第51章 風月

“所以當時為什麽會哭?”

溫辭樹想了想, 最終還是問出來。

喬栖回憶了一陣,長話短說:“那你還記得我那個圈子裏有一個叫上官晴的女生嗎?”

“嗯,知道。”他說。

她嘆了嘆, 但講出下面的話時,并沒有過多的情緒:“高一快結束的時候, 學校不是舉辦了藝術節嗎, 我的演出被她破壞掉了。”

那時候都是小女孩, 心智還沒成熟, 誰的書包比誰好看都會嫉妒一番。

上官晴是從什麽時候開始讨厭她的, 又是為什麽而讨厭她, 喬栖并不知道,她只知道那次藝術節的背後捅刀,差點摧毀了她對友誼二字的信念。

藝術節的開幕式表演,喬栖和幾個女同學共同排練了一出音樂劇。

音樂劇的主題是《花樣年華》,以王家衛的電影為靈感, 講述上世紀香港舞廳裏的一場邂逅。

音樂劇不比語言類節目傳遞感情那麽直接, 因此每一個細節都很重要, 因為但凡缺少那麽一點沒辦法言說的“感覺”,舞臺效果就會大打折扣。

喬栖是這個節目的負責人,從編排動作, 分歌詞到設計舞美,再到租賃舞服和計劃排練時間,她都安排的事無巨細。

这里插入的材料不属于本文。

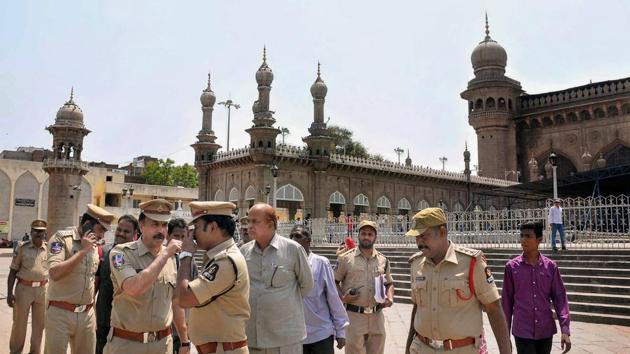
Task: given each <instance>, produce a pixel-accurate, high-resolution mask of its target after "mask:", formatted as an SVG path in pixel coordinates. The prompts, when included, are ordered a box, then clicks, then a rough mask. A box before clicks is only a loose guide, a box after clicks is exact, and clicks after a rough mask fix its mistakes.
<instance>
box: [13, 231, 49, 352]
mask: <svg viewBox="0 0 630 354" xmlns="http://www.w3.org/2000/svg"><path fill="white" fill-rule="evenodd" d="M46 226H47V224H46V221H44V220H34V221H33V222H32V223H31V239H30V240H29V241H25V242H22V243H20V244H19V245H18V247H17V248H16V249H15V254H14V255H13V261H12V262H11V266H10V268H11V270H10V271H9V277H8V279H7V286H8V289H7V304H8V305H9V307H12V308H13V327H12V328H11V339H10V340H9V352H10V353H11V354H19V353H22V350H23V349H24V341H25V339H26V324H27V322H28V313H29V311H30V310H31V309H32V321H31V350H30V351H29V353H32V354H39V353H40V352H41V345H42V334H43V332H44V314H45V310H46V308H45V306H46V283H47V282H48V261H47V255H48V250H47V244H46V241H44V240H45V239H46ZM16 280H17V282H18V284H17V286H15V294H14V293H13V286H14V285H15V281H16Z"/></svg>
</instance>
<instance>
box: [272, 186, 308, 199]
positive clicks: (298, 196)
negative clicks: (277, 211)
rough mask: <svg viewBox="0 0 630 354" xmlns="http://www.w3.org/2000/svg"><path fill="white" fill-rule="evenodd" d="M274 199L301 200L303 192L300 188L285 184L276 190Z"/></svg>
mask: <svg viewBox="0 0 630 354" xmlns="http://www.w3.org/2000/svg"><path fill="white" fill-rule="evenodd" d="M276 200H287V201H291V202H303V201H304V194H302V191H300V189H299V188H298V187H296V186H294V185H292V184H285V185H284V186H282V187H280V188H278V190H277V191H276Z"/></svg>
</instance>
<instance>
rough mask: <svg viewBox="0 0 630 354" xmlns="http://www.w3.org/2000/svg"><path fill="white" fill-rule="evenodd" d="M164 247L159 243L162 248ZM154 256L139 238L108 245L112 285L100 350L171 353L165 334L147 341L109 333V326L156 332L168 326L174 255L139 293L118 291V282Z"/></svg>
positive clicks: (111, 333)
mask: <svg viewBox="0 0 630 354" xmlns="http://www.w3.org/2000/svg"><path fill="white" fill-rule="evenodd" d="M164 249H165V247H162V251H163V250H164ZM154 259H155V257H154V256H153V254H151V252H150V251H149V249H147V247H146V246H145V245H144V243H143V242H142V239H139V240H136V241H133V242H128V243H125V244H122V245H118V246H116V247H114V249H112V251H111V252H110V255H109V262H110V267H111V272H112V275H111V277H112V283H113V285H114V301H113V303H112V317H111V327H112V331H110V333H109V336H108V341H107V344H106V345H105V349H104V353H111V354H121V353H145V354H150V353H171V352H172V351H173V338H172V337H171V336H170V335H169V336H166V337H164V338H162V339H161V340H155V341H153V342H151V341H149V342H148V343H142V342H137V341H133V340H127V339H123V338H119V337H114V336H113V329H114V328H120V329H123V330H126V331H132V332H157V331H161V330H164V329H167V328H169V327H170V326H171V322H172V320H173V311H172V307H171V306H172V301H173V294H174V292H175V284H176V283H175V282H176V279H177V265H176V263H175V258H174V257H172V258H170V259H169V260H168V261H167V263H166V265H164V267H163V268H162V271H161V272H160V274H159V275H158V278H157V280H156V282H155V283H153V285H151V287H150V288H149V289H148V290H147V291H146V292H145V293H144V294H142V295H140V296H138V297H132V296H129V295H127V294H124V293H123V292H122V288H121V285H122V283H123V281H125V279H127V278H131V277H133V276H135V275H136V274H138V273H139V272H140V271H142V270H143V269H145V268H147V267H148V266H149V265H150V264H151V263H152V262H153V260H154Z"/></svg>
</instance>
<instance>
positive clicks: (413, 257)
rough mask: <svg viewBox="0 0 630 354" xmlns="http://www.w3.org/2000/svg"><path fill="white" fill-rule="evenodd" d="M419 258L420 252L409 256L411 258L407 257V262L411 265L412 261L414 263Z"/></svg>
mask: <svg viewBox="0 0 630 354" xmlns="http://www.w3.org/2000/svg"><path fill="white" fill-rule="evenodd" d="M420 257H422V252H418V253H414V254H413V255H411V257H409V259H408V260H407V262H409V264H411V263H413V261H415V260H416V259H419V258H420Z"/></svg>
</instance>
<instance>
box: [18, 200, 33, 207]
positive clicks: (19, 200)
mask: <svg viewBox="0 0 630 354" xmlns="http://www.w3.org/2000/svg"><path fill="white" fill-rule="evenodd" d="M15 206H30V207H34V206H35V199H22V198H15Z"/></svg>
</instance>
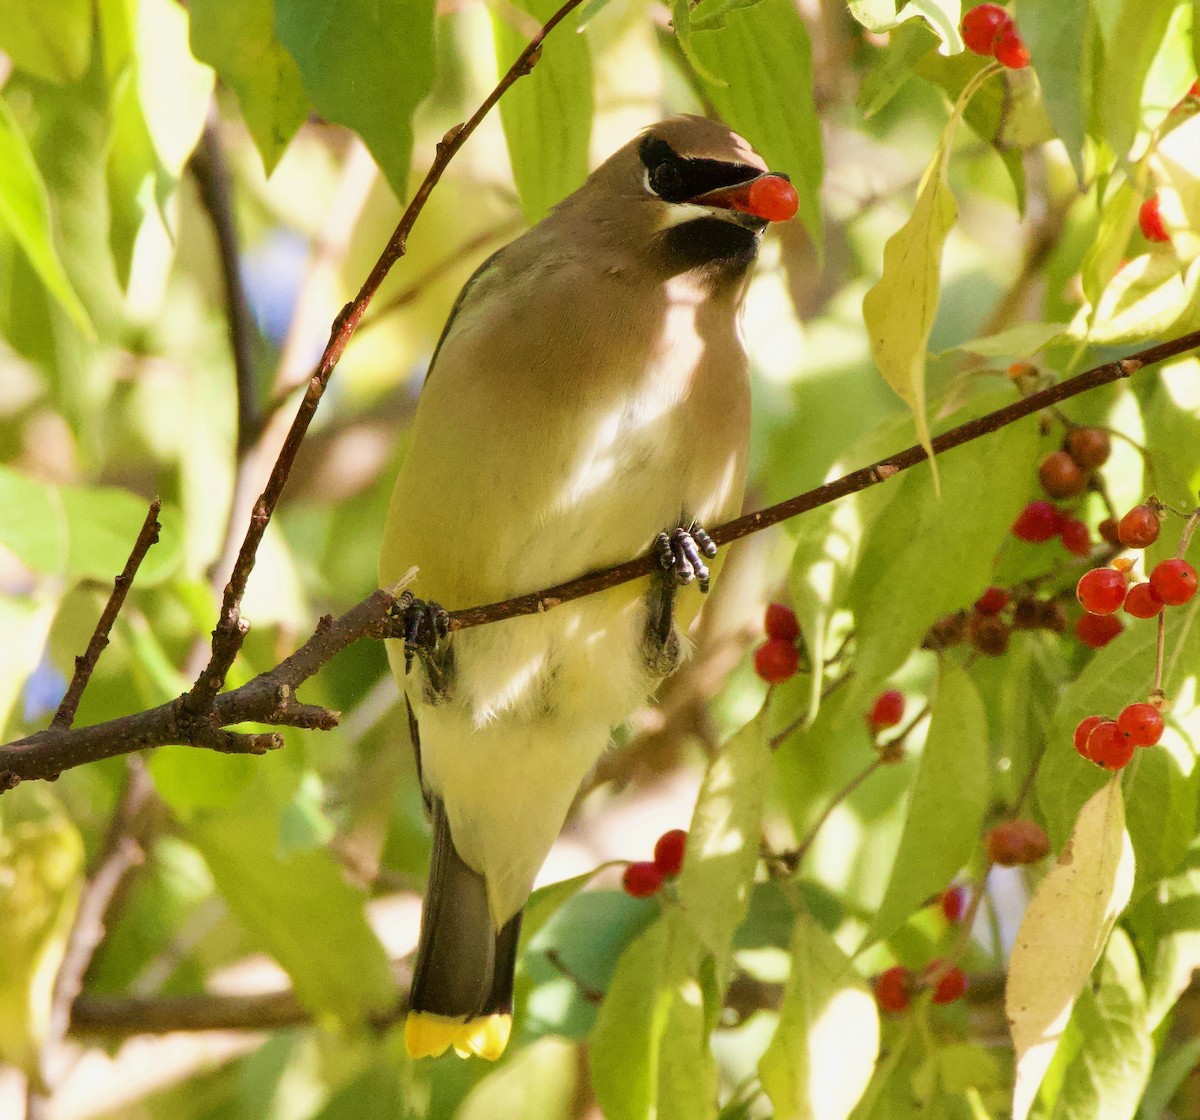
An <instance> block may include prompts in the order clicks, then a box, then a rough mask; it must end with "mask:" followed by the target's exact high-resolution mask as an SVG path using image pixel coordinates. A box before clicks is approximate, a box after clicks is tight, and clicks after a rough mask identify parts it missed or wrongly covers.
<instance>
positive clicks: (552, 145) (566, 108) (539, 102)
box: [492, 0, 593, 226]
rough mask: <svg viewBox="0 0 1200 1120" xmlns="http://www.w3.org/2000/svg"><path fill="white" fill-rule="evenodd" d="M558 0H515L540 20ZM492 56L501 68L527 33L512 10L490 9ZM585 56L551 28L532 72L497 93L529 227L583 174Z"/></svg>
mask: <svg viewBox="0 0 1200 1120" xmlns="http://www.w3.org/2000/svg"><path fill="white" fill-rule="evenodd" d="M560 6H562V5H560V2H559V0H517V2H514V5H512V7H514V8H515V10H516V11H520V12H528V13H529V16H530V17H532V19H530V23H533V24H539V23H545V22H546V20H547V19H548V18H550V17H551V16H553V14H554V12H556V11H558V8H559V7H560ZM492 29H493V34H494V36H496V60H497V64H498V65H499V68H500V72H502V73H503V72H504V71H506V70H508V68H509V66H511V65H512V62H514V61H515V60H516V58H517V55H518V54H520V53H521V52H522V50H523V49H524V48H526V46H527V43H528V42H529V36H528V35H527V34H524V31H523V30H518V29H517V28H515V26H514V20H512V12H509V11H500V10H493V12H492ZM592 109H593V94H592V55H590V53H589V52H588V41H587V38H586V37H584V36H583V35H578V34H571V32H570V31H569V30H568V29H560V30H558V31H556V32H552V35H551V37H550V40H548V41H547V42H546V44H545V47H544V49H542V53H541V58H540V59H539V60H538V65H536V66H534V68H533V72H532V73H529V74H527V76H526V77H523V78H521V80H518V82H517V83H516V84H515V85H514V86H512V88H511V89H510V90H509V91H508V92H506V94H505V95H504V96H503V97H502V98H500V120H502V121H503V124H504V138H505V139H506V140H508V146H509V158H510V160H511V161H512V179H514V181H515V182H516V186H517V193H518V194H520V196H521V209H522V211H523V212H524V216H526V221H527V222H529V224H530V226H532V224H533V223H534V222H539V221H541V218H542V217H545V216H546V214H547V211H548V210H550V208H551V206H553V205H554V204H556V203H558V202H562V199H563V198H565V197H566V196H568V194H570V193H571V191H574V190H575V188H576V187H577V186H578V185H580V184H581V182H583V180H584V179H586V178H587V174H588V142H589V139H590V137H592Z"/></svg>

結果到演出當天,上官晴和另外兩個參與演出的女生一起告訴她, 她們不演了。

喬栖的第一反應是, 你們在開玩笑吧。

上官晴幹脆和她撕破臉:“喬栖, 我不想做你的跟班了。”

晴天霹靂降下之前, 好歹也得刮陣風。

喬栖難以置信,她問:“你什麽時候是我的跟班了?”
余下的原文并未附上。